JD/MSW student Persia Etemadi

If you think “forced” marriages are not an issue in Canada—think again. Not only does it occur in this country, but it crosses cultural, religious and socioeconomic boundaries, according to a 2013 report by the South Asian Legal Clinic of Ontario (SALCO).

It found a survey of 30 community agencies reported having served 219 forced marriage clients from 2010-2012.

The report made the news, and had Canadians talking. The issue caught the world’s attention, at a 2014 UN General Assembly Human Rights Council and a Commonwealth Roundtable.

That’s why JD/MSW student Persia Etemadi was keen to work on a project that aims to empower youth to think about their legal rights—and stand up for them. Led by the Faculty of Law’s Professor Anver Emon, and co-sponsored by the Factor-Inwentash Faculty of Social Work Dean Faye Mishna, the project has developed a high school curriculum on this very topic.

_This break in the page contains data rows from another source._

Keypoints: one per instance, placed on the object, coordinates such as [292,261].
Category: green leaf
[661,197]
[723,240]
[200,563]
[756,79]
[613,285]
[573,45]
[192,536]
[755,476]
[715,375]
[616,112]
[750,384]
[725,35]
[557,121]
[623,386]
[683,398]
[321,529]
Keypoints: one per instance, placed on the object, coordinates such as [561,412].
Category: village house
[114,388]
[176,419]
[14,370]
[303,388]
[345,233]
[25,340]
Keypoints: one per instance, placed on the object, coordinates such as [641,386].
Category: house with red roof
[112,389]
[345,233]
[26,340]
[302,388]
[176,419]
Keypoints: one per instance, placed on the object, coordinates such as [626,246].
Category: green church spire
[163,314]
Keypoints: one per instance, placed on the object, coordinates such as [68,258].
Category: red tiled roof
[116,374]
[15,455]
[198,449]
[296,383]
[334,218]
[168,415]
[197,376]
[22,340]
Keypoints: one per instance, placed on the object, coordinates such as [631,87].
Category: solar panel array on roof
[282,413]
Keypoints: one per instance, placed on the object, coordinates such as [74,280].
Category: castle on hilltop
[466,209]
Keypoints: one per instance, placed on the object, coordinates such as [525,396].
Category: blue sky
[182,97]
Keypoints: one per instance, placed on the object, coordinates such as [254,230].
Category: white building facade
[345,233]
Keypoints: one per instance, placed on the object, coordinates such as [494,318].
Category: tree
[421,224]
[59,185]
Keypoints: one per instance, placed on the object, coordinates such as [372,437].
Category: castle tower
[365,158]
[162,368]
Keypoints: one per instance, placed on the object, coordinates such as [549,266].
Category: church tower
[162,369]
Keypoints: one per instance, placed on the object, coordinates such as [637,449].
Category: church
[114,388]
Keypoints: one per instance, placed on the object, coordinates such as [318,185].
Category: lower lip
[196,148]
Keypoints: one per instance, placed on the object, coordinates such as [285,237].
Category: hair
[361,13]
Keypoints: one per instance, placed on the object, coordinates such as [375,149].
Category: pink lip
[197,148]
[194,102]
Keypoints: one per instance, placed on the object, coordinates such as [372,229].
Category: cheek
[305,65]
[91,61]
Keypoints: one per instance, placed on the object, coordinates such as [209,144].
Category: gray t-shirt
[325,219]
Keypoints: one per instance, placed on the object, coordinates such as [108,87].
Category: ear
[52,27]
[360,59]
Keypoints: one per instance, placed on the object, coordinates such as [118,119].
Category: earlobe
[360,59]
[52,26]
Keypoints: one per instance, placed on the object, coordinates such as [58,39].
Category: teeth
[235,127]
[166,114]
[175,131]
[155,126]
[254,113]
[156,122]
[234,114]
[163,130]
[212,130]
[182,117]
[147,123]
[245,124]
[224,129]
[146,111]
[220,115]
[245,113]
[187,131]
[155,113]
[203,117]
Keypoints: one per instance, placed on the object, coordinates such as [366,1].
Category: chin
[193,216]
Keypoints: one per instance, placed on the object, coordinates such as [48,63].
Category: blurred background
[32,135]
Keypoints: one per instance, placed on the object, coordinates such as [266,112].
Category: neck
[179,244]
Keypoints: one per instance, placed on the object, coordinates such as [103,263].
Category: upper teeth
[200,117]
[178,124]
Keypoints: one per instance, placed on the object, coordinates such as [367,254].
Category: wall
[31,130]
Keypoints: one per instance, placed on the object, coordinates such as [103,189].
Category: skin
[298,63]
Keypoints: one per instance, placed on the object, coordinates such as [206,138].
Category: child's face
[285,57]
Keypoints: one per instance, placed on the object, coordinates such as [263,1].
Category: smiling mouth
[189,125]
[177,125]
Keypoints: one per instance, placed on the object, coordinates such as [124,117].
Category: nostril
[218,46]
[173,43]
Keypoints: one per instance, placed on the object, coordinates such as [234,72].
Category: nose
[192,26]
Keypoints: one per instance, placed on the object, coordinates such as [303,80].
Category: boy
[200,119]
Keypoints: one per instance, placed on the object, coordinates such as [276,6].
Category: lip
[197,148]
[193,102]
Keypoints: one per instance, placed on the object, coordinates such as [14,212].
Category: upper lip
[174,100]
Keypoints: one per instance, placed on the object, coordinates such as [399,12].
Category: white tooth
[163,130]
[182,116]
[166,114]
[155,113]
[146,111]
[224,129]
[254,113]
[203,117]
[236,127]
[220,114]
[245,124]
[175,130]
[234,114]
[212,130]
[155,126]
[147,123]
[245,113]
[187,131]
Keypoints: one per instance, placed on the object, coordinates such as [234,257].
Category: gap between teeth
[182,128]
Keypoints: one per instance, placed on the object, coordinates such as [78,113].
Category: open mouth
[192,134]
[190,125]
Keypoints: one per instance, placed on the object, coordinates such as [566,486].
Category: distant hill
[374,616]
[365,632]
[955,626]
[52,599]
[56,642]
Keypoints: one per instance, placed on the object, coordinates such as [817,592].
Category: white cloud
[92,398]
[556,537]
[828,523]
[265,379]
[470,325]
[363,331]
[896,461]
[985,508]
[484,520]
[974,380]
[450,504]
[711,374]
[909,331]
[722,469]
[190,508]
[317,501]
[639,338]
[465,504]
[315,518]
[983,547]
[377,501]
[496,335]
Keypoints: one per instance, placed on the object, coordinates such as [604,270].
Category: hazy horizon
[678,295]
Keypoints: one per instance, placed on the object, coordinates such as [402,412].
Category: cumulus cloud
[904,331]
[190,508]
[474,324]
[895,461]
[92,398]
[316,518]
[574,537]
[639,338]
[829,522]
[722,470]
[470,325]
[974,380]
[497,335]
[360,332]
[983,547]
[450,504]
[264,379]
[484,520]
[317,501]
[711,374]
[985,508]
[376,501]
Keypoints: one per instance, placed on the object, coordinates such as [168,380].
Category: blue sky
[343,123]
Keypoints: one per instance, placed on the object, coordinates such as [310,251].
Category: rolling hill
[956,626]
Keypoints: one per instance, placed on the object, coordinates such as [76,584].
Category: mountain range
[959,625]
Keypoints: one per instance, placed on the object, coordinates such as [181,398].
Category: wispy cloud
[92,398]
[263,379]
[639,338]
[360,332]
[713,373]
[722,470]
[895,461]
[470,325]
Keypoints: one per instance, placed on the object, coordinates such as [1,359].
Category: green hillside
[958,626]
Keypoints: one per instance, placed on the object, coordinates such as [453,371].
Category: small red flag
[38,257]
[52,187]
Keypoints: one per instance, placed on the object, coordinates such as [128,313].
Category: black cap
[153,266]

“If teachers and the community start to use it, it can be a really good preventative tool,” says Etemadi, who has an undergraduate degree in psychology from McGill University. She argues raising awareness about youth rights is more effective than trying to criminalize forced marriages, which many countries, including Canada, are trying to do. Earlier this year, the federal government introduced Bill S-7, the Zero Tolerance for Barbaric Cultural Practices Act.

Etemadi fears the bill, if passed, could actually backfire.

“It stigmatizes the communities that are associated with forced marriage,” explains Etemadi, “and creates a disincentive for people to report forced marriage because it puts their families at risk. We think the better approach is a preventative one that focuses on education, and looks at forced marriage through a broader analysis of how the law understands youth and their capacity.”

Forced marriage mCover of curriculum Youth Agency and the Culture of Laweans there’s an absence of consent from one or both parties, and it’s defined as a form of domestic violence and a global human rights issue in the SALCO report. While many cases of forced marriage involve females, some are gay youth, whose parents are trying to ‘fix’ them and change their sexual preferences. There are also cases in Christian sects. Some involve immigration issues. All involve coercion and emotional duress.

“The issue of forced marriage brings to the forefront our presumptions about consent. What it means, who has it, and how it gets expressed are all wrapped up into how we understand when something is or isn’t forced, compelled, or coerced,” says Prof. Emon, Canada Research Chair in Religion, Pluralism and the Rule of Law.

“I am interested in showcasing how the law gives those presumptions direct expression, and thereby contributes to a culture of what consent is and who has it. To show the law’s culture on consent therefore is to also showcase the law’s culture of adolescents. As much as we are committed to a view of the liberal, autonomous agent, the law acts paternalistically on the bodies of citizens in different settings, adolescence being one of them.”

Emon led a team of researchers and education specialists to draft a high school curriculum that asks questions, spurs classroom discussion and raises complex issues surrounding forced marriage. Hypothetical and actual case studies look at some of the fears, such as: “Is my family going to disown me? What’s going to happen to me?”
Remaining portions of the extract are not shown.